8 Temmuz’da meydana gelen ve 25 kişinin hayatını kaybettiği katliam sonrası Çorlu Cumhuriyet Başsavcılığı tarafından kusurlu bulunan TCDD 1. Bölge Müdürlüğü Halkalı 14. Demiryolu Bakım Müdürlüğü’nde müdür olarak görev yapan Turgut Kurt, Çerkezköy Yol Bakım Şefliği’nde çalışan Yol Bakım ve Onarım Şefi Özkan Polat, Yol Bakım Şefliği’nde Hat Bakım ve Onarım Memuru Celaleddin Çabuk ile TCDD bünyesinde çalışan ve mayıs ayındaki yıllık umumi muayene raporunda imzası bulunan Köprüler Şefi Çetin Yıldırım hakkında “taksirli ölüme ve yaralanmaya neden olmak” suçundan 2’şer yıldan 15’er yıla kadar hapis istemiyle Çorlu 1. Ağır Ceza Mahkemesi’nde dava açıldı.

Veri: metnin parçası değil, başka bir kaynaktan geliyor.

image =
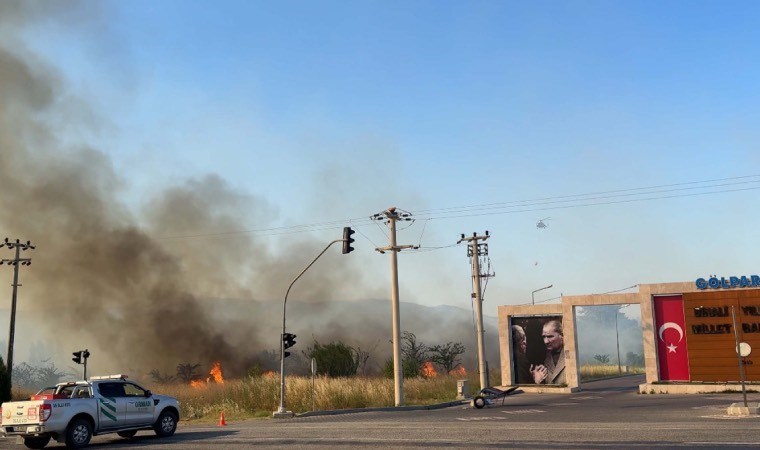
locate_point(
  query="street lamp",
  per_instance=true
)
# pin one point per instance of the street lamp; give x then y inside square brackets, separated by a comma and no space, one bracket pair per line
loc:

Sanıkların tutuksuz yargılandığı dava sürürken, Çorlu Cumhuriyet Başsavcılığı alınan yeni bilirkişi raporunun ardından soruşturmanın genişletilmesine karar verdi. Başsavcılık, kazanın meydana gelmesinde hava durumunun takip edilmemesi, hava durumunun takip edilememesi nedeniyle olumsuz hava koşullarında demir yolu hattının özel olarak muayene edilememesi, menfezin ve çevresindeki hat kesimin gerekli bakımlarının, temizliğinin, yabani otla mücadelesinin yapılmaması, kaza yeri menfezinin İstanbul istikametindeki büzün tıkalı olması nedeniyle, büze gelen yağmur suyunun aradaki kanal vasıtasıyla kaza menfezine yönelmesi sebeplerinin etkili olduğunu değerlendirdi.

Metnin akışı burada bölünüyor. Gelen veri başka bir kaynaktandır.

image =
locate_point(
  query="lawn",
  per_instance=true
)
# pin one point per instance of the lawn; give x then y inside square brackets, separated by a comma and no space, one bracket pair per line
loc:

Değerlendirmenin ardından başsavcılık; kazada sorumlulukları bulunduğunu anlaşılan, TCDD 1. Bölge Müdürlüğü’ndeki görev yapan Nihat Aslan, Bakım Servis Alanlarından Sorumlu Müdür Yardımcısı Levent Meriçli, Bakım Servis Müdürü Mümin Karasu, Üst Yapıdan Sorumlu 1. Bölge Bakım Servis Müdür Yardımcısı Levent Kaytan, Altyapıdan Sorumlu 1. Bölge Bakım Servis Müdür Yardımcısı Nizamettin Aras, yol kontrolörü Burhan Ortancıl, mühendisler Tevfik Baran Önder, Deniz Parlak ve Kubilay Başkaya hakkında Çorlu Ağır Ceza Mahkemesi’nde kamu davası açıldı.
5 Ekim 2022’de görülen davanın 11. duruşmasında, dönemin TCDD 1. Bölge Demiryolu Bölge Bakım Müdürü Mümin Karasu hakkında “bilinçli taksirle birden fazla kişinin ölümüne ve yaralanmasına sebebiyet vermek” suçundan tutuklanmak üzere yakalama emri çıkartılmasına karar verildi. Karasu duruşmaya katılmadığı için hakkında tutuklamaya yönelik yakalama emri çıkarılmıştı fakat Karasu yakalama kararı sonrası vekaletname çıkarmak için gittiği noterde hakkında hiçbir işlem yapılmamıştı. 5 gün boyunca tutuklanmayan sanık Karasu, 10 Ekim günü ifade için Çorlu Adliyesi’ne gittikten sonra tutuklanarak Çorlu Cezaevi’ne gönderildi.
Ancak mahkeme bir sonraki duruşmayı beklemeden 45 gün içinde Karasu’nun tutukluluğuna yapılan itirazı kabul ederek, yurt dışı yasağıyla tahliyesine karar verdi.